Conception is the process of linking concepts to percepts, such that a set of percepts are identified by some concept.
Conception is the process of creating referential associations between concepts and percepts. On the one hand, it may be viewed as the creation of a concept corresponding to some number of pre-existing percepts. On the other hand, it may be argued that concepts are to some extent responsible for creating individual or unified percepts out of the field of perception in the first place. In other words, it may be that the creation of perceptual things (percepts) is due in part to the atomic influence of concepts. This is similar to the nominalistic position, although nominalists make the further claim that the reason independent objects appear to exist in the world is that they correspond to individual concepts.
In comparison to percepts, concepts are primarily symbolic as opposed to sub-symbolic: they are categorical (atomic) as opposed to non-categorical (non-atomic). Note that this does not entail that mind as a whole is either categorical or not, which is a rather bold statement with a long history in both psychology and philosophy. Relative to one another, the perceptual mind is not categorical, and the conceptual mind is categorical (the degree to which the conceptual universe is necessarily categorical is debatable). In order to gain further insight into the nature of concept formation and categorical learning, this chapter introduces two prominent models of learning: conditioning and neural networks. The former is more of a symbolic paradigm, and the latter is (primarily) subsymbolic.
Conditioning is a popular (extrinsic) model of conception.
The conditioning (or stimulus/response) paradigm in the field of psychology, and in particular behaviorism, has produced a tremendous amount of information about how humans and animals learn and behave in the world. In order to remain objective, behaviorism limits itself to be a science of (externally observable) behavior, as opposed to a science of subjective phenomena. In other words, the organism under examination is treated as a black box, the mechanism of which is not explored. [88]

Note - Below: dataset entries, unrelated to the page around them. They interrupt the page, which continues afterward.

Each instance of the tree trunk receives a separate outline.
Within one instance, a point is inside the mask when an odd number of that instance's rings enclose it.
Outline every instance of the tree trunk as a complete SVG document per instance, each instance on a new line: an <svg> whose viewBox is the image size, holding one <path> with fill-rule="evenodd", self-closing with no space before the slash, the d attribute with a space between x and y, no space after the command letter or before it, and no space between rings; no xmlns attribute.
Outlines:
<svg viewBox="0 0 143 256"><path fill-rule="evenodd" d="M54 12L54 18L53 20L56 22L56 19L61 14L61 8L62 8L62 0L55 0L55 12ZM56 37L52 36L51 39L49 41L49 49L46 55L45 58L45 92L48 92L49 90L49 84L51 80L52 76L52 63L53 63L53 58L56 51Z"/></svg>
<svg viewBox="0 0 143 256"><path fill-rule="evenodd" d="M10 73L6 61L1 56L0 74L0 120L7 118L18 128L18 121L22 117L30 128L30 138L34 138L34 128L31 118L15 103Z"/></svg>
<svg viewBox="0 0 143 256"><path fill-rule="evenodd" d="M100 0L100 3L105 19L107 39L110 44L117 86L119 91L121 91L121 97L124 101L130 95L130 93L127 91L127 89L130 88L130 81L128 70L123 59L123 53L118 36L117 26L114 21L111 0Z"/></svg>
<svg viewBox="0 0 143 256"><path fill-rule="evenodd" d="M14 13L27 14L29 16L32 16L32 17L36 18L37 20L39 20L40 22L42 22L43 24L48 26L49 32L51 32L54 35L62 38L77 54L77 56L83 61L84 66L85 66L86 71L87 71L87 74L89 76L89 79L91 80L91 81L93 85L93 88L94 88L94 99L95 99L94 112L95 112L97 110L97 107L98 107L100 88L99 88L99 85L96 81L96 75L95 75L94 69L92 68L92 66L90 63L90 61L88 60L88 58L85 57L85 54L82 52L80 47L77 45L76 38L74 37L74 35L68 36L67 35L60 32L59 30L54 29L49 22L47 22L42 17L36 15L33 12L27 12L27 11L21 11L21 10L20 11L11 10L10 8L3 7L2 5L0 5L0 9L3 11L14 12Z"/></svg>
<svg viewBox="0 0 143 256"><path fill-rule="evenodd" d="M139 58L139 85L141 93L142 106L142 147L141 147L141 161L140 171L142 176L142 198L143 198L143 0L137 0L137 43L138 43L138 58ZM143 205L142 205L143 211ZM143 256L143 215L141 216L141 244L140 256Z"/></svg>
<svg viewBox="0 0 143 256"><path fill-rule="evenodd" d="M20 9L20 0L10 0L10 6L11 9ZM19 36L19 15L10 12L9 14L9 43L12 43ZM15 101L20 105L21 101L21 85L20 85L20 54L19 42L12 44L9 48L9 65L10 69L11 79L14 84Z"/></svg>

The psychological literature on conditioning (or stimuli and responses) is critically important to our understanding of learning and behavior. Much of this literature is relevant to the more subjective experience of cognition if we make the further assumption that the internal representation of the conditioned stimulus is identical to a concept. Hence, we assume that certain behavioral outputs (responses) are the result of certain perceptual inputs (stimuli), in virtue of the formation of concepts.[89]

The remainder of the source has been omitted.